Manajemen pendidikan adalah seni dan ilmu mengelola sumber daya pendidikan
untuk mencapai tujuan pendidikan secara efektif dan efisien (Husaini Usman, 2010:
12). Selanjutnya, Bush & Coleman, 2000 (dalam Husaini Usman, 2010: 12 )
menyatakan, “Educational management is a field of study and practice concerned
with the operation of educational organization”. Artinya manajemen pendidikan
adalah bidang studi dan praktek yang berkaitan dengan organisasi operasional
pendidikan.
Tatang (2013: 11) mengatakan pengertian manajemen pendidikan secara umum
sebagai pengaturan, penataan, pengelolaan pendidikan.

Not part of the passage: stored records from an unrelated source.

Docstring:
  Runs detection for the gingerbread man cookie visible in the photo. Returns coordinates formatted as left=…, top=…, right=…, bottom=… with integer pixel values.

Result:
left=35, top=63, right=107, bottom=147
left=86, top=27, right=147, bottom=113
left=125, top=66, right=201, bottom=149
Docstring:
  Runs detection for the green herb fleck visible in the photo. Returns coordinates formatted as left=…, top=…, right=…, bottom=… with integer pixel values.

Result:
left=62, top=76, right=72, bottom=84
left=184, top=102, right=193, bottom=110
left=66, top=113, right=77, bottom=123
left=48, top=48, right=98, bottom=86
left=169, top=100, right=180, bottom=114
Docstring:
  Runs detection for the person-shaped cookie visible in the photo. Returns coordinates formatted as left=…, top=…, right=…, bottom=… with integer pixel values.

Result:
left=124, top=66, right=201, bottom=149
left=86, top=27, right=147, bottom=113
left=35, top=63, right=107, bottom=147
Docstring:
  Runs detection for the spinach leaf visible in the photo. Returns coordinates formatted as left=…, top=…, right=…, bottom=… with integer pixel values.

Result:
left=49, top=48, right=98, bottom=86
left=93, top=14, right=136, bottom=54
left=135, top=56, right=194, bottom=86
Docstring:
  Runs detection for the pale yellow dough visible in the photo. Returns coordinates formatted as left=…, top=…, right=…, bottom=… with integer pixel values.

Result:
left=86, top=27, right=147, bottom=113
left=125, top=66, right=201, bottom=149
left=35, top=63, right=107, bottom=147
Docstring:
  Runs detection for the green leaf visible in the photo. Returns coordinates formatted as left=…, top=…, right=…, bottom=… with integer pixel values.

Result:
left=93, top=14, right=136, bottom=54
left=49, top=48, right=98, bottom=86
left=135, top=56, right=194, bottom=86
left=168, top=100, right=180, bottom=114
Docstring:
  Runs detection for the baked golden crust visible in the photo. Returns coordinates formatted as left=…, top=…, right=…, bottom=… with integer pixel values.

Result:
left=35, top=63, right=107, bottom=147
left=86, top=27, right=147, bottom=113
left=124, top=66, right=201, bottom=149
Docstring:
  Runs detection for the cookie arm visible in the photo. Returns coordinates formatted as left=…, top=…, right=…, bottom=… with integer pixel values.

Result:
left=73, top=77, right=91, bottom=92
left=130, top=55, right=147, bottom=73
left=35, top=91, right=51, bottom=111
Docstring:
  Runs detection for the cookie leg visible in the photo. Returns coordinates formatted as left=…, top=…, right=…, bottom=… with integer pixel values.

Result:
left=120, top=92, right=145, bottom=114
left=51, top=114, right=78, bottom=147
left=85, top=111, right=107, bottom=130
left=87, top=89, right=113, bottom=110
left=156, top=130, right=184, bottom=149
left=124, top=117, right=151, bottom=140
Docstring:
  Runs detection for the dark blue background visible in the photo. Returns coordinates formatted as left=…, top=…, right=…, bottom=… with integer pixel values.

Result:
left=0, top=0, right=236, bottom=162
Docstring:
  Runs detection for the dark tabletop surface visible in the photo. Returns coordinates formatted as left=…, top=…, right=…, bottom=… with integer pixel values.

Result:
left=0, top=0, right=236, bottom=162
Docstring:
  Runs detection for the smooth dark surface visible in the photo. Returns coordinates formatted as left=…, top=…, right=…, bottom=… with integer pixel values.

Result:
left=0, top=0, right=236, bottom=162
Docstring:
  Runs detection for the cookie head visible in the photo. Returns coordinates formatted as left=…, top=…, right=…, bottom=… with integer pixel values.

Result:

Dalam arti umum ini, kegiatan
yang dikategorikan sebagai manajemen pendidikan adalah mengorganisasikan
pendidikan, yaitu mengatur (menata) kegiatan penyelenggaraan pendidikan kedalam
unit-unit (satuan) organisasi pendidikan menurut jenis (pendidikan umum, kedinasan,
keagamaan, kejuruan) dan jenjang (pra sekolah, dasar, menengah, tinggi).
Daryanto & Mohammad Farid (2013: 1) mengatakan manajemen pendidikan
sebagai seni dan ilmu mengelola sumber daya pendidikan untuk mewujudakan
suasana belajar agar siswa aktif untuk mengembangkan potensi dirinya yang
diperlukan dirinya, masyarakat, bangsa, dan negara. Manajemen pendidikan juga
dapat diartikan sebagai proses perencanaan, pengorganisasian, pelaksanaan,
pengendalian sumber daya pendidikan untuk mencapai tujuan pendidikan.
Manajemen pendidikan di Indonesia selalu mengalami perkembangan.
Berdasarkan pendapat para ahli di atas, dapat disimpulkan bahwa manajemen
pendidikan adalah ilmu yang mempelajari cara mengola sumber daya pendidikan
unuk mencapai tujuan pendidikan yang telah ditetapkan.